In the News – S. Korean activist seeks to prove torture through medical checkup

In the News – S. Korean activist seeks to prove torture through medical checkup

SEOUL, Aug. 2 (Yonhap) — A South Korean human rights activist who has accused Chinese security agents of torture during his four-month arrest said Thursday he will prove his claims through a medical checkup amid Beijing’s denial of the alleged abuse.

The dramatic story of Kim Young-hwan, who was expelled from China and returned home on July 20, has taken another turn in recent weeks following his revelations of torture under Chinese detention.

The 49-year-old activist recently described the beatings, electric shocks and sleep deprivation he endured during the early days of his arrest in northeastern China, exposing the Seoul government to criticism about its lack of action against Beijing.

Kim was arrested on March 29 on suspicion of endangering China’s national security, a charge believed to be related to the activist’s efforts to help North Korean defectors in China and promote human rights in the North.

China’s foreign ministry has rejected the allegations of torture, saying the investigation went according to law.

“Externally, there doesn’t seem to be any scars remaining,” Kim told Yonhap News Agency in a phone call. “I plan to get a medical checkup.”

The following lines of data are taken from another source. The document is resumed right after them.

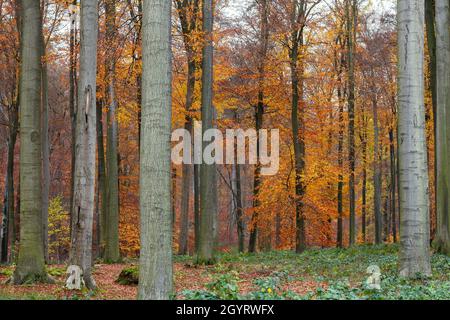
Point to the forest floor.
(336, 274)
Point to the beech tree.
(31, 260)
(414, 191)
(85, 144)
(155, 264)
(208, 174)
(442, 239)
(111, 253)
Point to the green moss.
(129, 276)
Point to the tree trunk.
(393, 188)
(102, 205)
(341, 94)
(364, 184)
(111, 254)
(259, 114)
(31, 260)
(188, 13)
(208, 174)
(414, 256)
(45, 150)
(85, 146)
(351, 38)
(377, 175)
(8, 209)
(72, 99)
(442, 239)
(155, 265)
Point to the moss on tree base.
(129, 276)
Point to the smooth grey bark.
(155, 264)
(377, 175)
(8, 232)
(442, 238)
(351, 17)
(393, 186)
(111, 253)
(339, 66)
(188, 12)
(72, 99)
(85, 145)
(31, 261)
(259, 118)
(364, 142)
(45, 149)
(208, 174)
(414, 258)
(102, 205)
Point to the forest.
(224, 150)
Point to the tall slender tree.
(208, 174)
(351, 17)
(414, 191)
(31, 260)
(111, 253)
(442, 238)
(155, 265)
(85, 145)
(188, 11)
(263, 9)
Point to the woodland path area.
(325, 274)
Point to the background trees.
(322, 72)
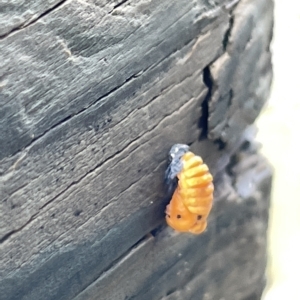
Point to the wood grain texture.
(92, 96)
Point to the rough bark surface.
(92, 96)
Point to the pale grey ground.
(279, 128)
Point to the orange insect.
(192, 199)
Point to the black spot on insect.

Formal evidence of the alleged torture is expected to help Kim in the event that he decides to sue the Chinese government or take the case to the United Nations.

South Korean human rights activist Kim Young-hwan (Yonhap)

Lee Kyu-ho, a 41-year-old Korean-Chinese, said he moved to South Korea in 2010 after having worked as a Chinese security agent from 1995 to 2002, and witnessed similar violence by Chinese authorities at the time.

“In 1996, we took into custody a male North Korean defector who appeared to be in his late 30s or early 40s, and during the investigation, I kicked him with my heels and beat him with an electric rod,” Lee said in an interview with Yonhap.

“I was infuriated when I heard about the torture Chinese authorities used against Kim Young-hwan and decided to blow the whistle out of guilt about my past actions.”

Kim’s detention drew public attention due to his personal background.

He is a former South Korean proponent of North Korea’s guiding “juche” philosophy of self-reliance who later renounced his pro-North Korean ideology and became active in projects to raise awareness about the North’s dismal human rights record.